„Volkomen nauwkeurig”
● In zijn boek Modern Discovery and the Bible schreef A.R. Short over het boek Handelingen: „Het was de gewoonte van Rome om de provincies van haar uitgestrekte rijk te besturen door, zover dit veilig gedaan kon worden, de plaatselijke vorm van bestuur te handhaven, en dientengevolge werden de autoriteiten in de verschillende districten met vele uiteenlopende titels aangeduid. Niemand, tenzij hij een oplettend reiziger of een nauwgezet onderzoeker van het staatsbestuur was, zou deze heren waarschijnlijk allen bij hun juiste titel noemen. Het is een van de treffendste bewijzen van Lukas’ geschiedkundige kennis dat hij er altijd in slaagde volkomen nauwkeurig te zijn. In verscheidene gevallen was het slechts het getuigenis van een munt of een inscriptie waardoor wij de gegevens kregen om hem te controleren; de erkende Romeinse geschiedschrijvers waagden zich niet eens op zulk een gevaarlijk terrein. Lukas noemt Herodes en Lysanias viervorsten, en dit doet Josephus ook. Herodes Agrippa, die Jakobus door het zwaard liet terechtstellen en Petrus in de gevangenis liet werpen, wordt een koning genoemd; Josephus vertelt ons hoe hij in Rome met Gaius Caesar (Caligula) bevriend werd en later, toen Caligula keizer werd, met een koninklijke titel werd beloond.

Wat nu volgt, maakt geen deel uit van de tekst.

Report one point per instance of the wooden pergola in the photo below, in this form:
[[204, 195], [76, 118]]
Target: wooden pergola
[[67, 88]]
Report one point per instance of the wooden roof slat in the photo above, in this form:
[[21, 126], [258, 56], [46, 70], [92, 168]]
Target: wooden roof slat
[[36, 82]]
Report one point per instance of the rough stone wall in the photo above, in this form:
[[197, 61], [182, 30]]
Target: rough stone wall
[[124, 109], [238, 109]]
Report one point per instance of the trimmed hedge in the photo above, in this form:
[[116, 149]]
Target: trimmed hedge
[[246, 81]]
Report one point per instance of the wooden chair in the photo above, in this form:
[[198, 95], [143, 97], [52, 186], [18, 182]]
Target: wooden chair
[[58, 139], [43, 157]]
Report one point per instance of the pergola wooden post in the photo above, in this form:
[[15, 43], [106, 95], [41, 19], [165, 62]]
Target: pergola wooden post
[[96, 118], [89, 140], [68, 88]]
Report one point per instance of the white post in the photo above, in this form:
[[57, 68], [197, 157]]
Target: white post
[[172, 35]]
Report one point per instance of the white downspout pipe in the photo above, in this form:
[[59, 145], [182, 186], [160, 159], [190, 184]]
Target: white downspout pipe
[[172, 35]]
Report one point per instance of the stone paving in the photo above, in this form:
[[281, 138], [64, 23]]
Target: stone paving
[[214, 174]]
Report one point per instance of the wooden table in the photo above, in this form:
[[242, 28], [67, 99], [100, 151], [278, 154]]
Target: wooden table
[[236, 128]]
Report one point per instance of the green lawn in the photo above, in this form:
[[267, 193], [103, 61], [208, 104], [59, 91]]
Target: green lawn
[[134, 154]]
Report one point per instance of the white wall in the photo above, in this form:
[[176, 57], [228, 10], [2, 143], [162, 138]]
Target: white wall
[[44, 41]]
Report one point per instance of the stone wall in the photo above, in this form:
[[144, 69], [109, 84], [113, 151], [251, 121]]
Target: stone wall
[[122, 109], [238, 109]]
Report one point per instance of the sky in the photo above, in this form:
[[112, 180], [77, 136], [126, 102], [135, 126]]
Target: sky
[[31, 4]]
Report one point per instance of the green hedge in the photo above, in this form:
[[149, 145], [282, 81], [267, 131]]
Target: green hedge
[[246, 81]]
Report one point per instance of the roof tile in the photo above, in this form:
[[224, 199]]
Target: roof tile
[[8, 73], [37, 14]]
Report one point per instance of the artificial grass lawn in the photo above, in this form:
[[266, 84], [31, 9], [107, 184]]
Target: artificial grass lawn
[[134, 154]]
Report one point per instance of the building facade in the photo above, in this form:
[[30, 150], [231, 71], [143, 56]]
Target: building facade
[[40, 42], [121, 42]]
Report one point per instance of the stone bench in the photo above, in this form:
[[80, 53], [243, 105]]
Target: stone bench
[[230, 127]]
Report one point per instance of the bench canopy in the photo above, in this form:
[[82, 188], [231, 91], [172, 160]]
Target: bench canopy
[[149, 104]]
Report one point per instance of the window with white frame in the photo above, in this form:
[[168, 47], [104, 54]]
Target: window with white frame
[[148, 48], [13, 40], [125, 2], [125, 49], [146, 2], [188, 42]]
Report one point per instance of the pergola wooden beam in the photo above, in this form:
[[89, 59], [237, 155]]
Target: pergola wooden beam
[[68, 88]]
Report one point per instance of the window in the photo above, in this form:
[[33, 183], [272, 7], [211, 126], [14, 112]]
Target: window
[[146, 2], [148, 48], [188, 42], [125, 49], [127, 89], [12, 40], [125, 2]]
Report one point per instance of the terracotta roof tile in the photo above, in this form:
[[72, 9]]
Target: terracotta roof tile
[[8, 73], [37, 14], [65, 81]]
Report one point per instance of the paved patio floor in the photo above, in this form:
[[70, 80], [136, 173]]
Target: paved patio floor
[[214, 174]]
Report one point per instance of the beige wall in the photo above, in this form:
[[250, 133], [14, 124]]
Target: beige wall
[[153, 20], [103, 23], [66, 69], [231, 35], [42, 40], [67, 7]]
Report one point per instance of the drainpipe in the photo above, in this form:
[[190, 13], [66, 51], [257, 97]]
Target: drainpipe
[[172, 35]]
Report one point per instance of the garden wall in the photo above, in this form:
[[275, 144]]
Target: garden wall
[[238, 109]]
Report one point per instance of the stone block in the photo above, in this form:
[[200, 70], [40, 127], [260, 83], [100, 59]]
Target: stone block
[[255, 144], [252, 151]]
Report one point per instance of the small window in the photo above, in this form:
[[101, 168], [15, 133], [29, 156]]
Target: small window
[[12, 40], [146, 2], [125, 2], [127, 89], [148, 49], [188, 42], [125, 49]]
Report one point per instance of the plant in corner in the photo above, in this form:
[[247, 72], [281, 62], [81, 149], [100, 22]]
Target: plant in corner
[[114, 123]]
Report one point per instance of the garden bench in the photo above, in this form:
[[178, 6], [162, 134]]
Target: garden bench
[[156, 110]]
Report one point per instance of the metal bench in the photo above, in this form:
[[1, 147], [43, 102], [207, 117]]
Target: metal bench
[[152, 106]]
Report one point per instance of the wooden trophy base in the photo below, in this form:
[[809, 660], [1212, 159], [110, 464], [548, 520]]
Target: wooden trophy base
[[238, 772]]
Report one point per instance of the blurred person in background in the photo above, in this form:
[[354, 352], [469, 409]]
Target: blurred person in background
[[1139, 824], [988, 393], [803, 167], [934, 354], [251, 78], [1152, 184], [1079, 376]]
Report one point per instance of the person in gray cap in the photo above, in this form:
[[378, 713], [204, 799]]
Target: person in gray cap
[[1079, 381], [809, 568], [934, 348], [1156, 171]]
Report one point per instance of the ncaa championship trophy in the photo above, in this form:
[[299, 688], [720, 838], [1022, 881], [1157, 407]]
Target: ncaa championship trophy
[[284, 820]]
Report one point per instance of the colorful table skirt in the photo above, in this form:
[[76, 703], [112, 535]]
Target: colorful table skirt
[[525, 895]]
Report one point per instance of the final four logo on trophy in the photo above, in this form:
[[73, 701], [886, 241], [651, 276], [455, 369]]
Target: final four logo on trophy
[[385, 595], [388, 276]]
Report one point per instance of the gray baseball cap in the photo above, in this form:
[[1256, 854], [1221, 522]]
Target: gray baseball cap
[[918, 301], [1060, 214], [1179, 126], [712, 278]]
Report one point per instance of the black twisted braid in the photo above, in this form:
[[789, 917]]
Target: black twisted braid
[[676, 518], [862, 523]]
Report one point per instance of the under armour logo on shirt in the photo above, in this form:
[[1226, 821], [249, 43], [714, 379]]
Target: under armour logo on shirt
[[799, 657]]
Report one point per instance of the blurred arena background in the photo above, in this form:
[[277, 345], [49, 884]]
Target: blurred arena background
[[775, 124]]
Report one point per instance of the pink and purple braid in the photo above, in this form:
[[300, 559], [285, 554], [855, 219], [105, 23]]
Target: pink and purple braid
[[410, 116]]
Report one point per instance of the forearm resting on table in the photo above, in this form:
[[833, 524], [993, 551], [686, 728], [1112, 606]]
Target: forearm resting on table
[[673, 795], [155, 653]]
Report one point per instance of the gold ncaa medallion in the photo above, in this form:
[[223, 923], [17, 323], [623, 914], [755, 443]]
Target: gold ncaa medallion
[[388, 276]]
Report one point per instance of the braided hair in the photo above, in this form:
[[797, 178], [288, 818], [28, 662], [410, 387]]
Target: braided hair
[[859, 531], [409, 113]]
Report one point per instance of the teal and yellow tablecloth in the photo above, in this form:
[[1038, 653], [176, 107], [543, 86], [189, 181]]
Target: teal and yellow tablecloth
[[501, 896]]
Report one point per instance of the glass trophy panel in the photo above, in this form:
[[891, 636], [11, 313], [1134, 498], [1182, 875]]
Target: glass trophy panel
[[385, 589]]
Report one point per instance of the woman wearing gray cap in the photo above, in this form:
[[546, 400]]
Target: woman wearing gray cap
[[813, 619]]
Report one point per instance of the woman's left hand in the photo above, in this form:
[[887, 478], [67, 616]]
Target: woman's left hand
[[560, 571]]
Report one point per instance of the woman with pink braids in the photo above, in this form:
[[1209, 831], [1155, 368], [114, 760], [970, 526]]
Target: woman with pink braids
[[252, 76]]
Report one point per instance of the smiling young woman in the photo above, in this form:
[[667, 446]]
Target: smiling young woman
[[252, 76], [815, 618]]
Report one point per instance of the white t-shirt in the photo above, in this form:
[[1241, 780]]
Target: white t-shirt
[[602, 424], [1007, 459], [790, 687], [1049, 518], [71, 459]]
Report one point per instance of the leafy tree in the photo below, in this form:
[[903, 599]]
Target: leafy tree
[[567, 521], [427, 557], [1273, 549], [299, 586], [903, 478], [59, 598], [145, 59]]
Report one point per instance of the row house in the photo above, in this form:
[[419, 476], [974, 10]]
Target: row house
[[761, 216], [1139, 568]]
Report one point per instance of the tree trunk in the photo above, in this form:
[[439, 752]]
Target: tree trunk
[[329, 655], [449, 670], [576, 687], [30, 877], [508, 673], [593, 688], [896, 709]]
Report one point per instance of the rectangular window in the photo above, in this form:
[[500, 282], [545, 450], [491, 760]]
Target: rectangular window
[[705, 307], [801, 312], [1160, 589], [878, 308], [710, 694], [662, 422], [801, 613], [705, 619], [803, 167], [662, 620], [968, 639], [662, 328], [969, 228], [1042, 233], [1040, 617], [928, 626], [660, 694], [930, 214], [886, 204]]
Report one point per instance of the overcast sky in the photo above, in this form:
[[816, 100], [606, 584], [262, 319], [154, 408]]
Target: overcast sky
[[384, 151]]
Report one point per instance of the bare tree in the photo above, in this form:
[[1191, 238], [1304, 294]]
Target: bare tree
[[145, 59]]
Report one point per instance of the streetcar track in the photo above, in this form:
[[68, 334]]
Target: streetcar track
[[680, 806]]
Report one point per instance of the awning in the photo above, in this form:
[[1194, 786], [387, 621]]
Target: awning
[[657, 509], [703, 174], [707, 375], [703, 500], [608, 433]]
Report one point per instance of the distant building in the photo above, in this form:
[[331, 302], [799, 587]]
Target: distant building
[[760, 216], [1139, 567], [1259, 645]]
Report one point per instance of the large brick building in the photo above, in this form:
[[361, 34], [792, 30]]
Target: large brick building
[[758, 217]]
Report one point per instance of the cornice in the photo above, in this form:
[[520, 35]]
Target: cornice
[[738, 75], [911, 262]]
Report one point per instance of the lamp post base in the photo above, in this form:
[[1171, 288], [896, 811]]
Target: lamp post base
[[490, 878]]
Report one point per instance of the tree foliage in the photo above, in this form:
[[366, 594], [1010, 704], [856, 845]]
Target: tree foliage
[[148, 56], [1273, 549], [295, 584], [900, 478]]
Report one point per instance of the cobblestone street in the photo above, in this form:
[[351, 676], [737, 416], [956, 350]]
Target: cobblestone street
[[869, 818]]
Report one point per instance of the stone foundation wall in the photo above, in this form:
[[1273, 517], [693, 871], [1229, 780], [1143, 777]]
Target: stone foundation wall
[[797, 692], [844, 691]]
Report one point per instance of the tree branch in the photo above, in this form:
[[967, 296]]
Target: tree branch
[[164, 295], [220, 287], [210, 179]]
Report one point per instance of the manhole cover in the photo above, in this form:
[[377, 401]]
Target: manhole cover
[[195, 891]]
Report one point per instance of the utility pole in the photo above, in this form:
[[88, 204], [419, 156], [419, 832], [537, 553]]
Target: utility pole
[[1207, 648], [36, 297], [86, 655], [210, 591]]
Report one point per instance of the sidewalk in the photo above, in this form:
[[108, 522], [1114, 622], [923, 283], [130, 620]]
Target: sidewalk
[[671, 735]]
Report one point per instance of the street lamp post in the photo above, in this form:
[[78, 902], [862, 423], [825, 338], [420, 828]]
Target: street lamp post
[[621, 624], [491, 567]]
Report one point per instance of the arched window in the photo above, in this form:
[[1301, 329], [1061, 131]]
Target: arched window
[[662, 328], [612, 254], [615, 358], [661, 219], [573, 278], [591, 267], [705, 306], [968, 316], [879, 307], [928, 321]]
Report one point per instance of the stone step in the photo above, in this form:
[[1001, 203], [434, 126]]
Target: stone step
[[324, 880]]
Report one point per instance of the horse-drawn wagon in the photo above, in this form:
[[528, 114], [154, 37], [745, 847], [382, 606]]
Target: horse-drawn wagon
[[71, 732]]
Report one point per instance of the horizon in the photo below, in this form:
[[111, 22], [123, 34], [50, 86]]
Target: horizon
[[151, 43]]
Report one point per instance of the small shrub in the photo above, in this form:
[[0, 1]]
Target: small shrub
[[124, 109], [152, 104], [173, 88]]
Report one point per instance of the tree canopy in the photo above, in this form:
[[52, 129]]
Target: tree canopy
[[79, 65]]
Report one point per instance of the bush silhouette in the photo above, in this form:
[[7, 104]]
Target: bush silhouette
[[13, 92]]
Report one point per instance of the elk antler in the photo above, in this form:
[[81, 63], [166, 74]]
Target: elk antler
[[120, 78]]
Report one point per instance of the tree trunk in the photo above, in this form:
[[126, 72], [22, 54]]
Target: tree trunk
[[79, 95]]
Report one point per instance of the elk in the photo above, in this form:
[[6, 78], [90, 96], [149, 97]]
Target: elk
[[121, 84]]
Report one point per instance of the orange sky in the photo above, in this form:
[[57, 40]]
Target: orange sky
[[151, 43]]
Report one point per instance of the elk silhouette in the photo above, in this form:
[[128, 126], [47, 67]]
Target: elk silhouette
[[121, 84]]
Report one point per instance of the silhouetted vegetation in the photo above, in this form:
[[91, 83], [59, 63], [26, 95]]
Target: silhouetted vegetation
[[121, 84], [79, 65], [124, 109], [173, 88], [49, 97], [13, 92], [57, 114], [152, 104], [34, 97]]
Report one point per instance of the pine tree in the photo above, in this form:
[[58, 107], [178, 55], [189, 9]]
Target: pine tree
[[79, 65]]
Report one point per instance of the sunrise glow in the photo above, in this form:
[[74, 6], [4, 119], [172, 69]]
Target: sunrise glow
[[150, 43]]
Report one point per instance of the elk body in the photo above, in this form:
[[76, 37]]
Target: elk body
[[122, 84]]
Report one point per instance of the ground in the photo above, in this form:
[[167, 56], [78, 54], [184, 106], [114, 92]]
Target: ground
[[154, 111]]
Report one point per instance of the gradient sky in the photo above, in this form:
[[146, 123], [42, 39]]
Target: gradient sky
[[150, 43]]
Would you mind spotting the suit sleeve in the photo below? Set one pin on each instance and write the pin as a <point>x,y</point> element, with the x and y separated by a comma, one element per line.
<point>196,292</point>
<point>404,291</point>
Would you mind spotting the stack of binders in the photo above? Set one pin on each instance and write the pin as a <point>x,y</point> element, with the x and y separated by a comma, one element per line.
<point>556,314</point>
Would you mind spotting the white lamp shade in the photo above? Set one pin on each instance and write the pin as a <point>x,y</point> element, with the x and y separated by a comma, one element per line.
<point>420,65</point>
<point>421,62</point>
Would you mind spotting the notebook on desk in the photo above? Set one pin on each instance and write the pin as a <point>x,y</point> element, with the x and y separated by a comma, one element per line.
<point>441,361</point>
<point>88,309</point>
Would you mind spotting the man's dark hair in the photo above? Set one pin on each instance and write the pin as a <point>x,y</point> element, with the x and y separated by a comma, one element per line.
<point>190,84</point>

● De bestuurder van Cyprus, Sergius Paulus, wordt proconsul genoemd. . . . Niet lang voordien was Cyprus een keizerlijke provincie geweest en door een propraetor of legatus bestuurd, maar in Paulus’ dagen was de juiste titel, zoals door Cyprische munten wordt aangetoond, zowel in het Grieks als het Latijn proconsul. Een te Soloi aan de noordkust van Cyprus gevonden Griekse inscriptie is gedateerd: ’in het proconsulschap van Paulus’, waarmee waarschijnlijk dezelfde als Sergius Paulus wordt bedoeld. . . . In Thessalonica namen de stadsmagnaten de nogal ongewone naam van politarchen aan, een naam die in de klassieke literatuur onbekend is. Ware het niet dat deze naam op inscripties voorkwam, dan zouden wij buiten dat Lukas hem gebruikte, er volkomen onbekend mee geweest zijn. . . . Onder Augustus was Achaje een senaatsprovincie, onder Tiberius stond ze direct onder de keizer, maar onder Claudius werd ze, zoals Tacitus ons vertelt, weer een senaatsprovincie, en daarom was Gallio’s juiste titel [Handelingen 18:12] proconsul. . . . Lukas is in zijn geografie en zijn reiservaringen op overeenkomstige wijze zeer nauwkeurig.”